The report doesn’t provide much information on why individual participation in the program was so low, but did note that “some beneficiaries encountered challenges with the self-referral process.
“For instance, one beneficiary said they did not know where to begin, whereas another mentioned contacting multiple MDPP delivery sites before finding one that was responsive and accepting new participants.”
Some help from physicians might have helped there, but doctors showed little interest in engaging with the program.
Thus, the first-year enrollment of between 65,000 and 100,000 Medicare participants expected “because of pent-up demand,” actually amounted to 2,248 participants. And the 50,000 per year expected to enroll in the program in subsequent years failed to show.
Yearly enrollment never came within a sniff of those predictions even though the program was in 2022 shortened from 24 months to 12 months to encourage more enrollment. That didn’t help.
“The total number of new enrollees per year was highest in 2019, with 1,536 new MDPP beneficiaries,” the report said. “The overall number declined in 2020 to less than 1,000 because of the Covid-19. The number of new enrollees has been steadily growing since 2021.”
But by 2023, the program still hadn’t witnessed a year that reached the 2019 enrollment level.
Though the program could be considered a failure, it did help to compile some scary numbers on the level of physical inactivity among Americans 65 and older.
At Session 1, it reported, 86 percent of program enrolles admited they had failed to meet the physical activity goal of 150 minutes per week or less than 22 minutes per day. That’s a rather startlingly low number given that participants were given credit for physical activity for everything from “joining a gym and taking classes, to taking stairs more than elevators…(to) taking walks with their spouse or dog or using a pedal machine.”
A lot of their inactivity can obviously be blamed on technology that has taken physical activity out of almost every aspect of American life while encouraging a sedentary lifestyle tied to staring at television, computer and phone screens.
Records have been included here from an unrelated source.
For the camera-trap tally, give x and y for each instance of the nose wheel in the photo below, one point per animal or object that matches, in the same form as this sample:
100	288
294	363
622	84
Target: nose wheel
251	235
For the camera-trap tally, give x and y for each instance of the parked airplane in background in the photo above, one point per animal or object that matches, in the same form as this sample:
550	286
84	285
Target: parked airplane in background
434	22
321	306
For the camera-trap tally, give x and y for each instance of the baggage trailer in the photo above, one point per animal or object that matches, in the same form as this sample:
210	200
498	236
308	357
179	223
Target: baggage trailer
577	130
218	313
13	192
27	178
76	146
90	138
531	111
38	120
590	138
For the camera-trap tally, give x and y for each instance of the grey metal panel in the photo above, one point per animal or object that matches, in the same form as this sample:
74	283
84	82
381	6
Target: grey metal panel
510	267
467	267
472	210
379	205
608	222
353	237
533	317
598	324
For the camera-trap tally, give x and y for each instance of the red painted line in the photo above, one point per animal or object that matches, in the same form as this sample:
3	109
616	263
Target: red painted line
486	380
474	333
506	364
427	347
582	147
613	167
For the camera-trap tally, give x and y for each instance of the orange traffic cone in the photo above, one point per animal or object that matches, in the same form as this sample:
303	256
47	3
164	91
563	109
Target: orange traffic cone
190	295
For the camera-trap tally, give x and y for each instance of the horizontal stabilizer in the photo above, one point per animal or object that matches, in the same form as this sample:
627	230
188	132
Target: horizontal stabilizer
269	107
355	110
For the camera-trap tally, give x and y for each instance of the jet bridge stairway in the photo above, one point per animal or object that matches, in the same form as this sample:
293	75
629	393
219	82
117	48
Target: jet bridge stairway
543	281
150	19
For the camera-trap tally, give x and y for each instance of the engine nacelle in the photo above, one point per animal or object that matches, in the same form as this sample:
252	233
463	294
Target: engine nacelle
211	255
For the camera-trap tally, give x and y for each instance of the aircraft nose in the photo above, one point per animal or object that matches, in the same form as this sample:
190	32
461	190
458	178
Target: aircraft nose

And this problem has only been compounded by urban planners who, in the 1960s, began designing communities more to suit motor vehicles than people and then let motor vehicles take over urban design.
Traffic in many places now discourages people from walking anywhere, either because they feel walking is unsafe or because in many, if not most cities and suburbs, it is easier to drive than follow convoluted safe-walking routes to get anywhere.
As a result, Americans have become addicted to motor vehicles to the detriment of public health, but it would appear from the Medicare findings that most don’t care. It appears they’d rather be fat and self-delusionally happy than engage in the minimal amount of physical activity considered necessary to stay healthy.
But then again, it’s not all their fault. The American medical community now promises medications to fix everything and anything, so why would anyone want to get sweaty and maybe even tired by engaging in exercise?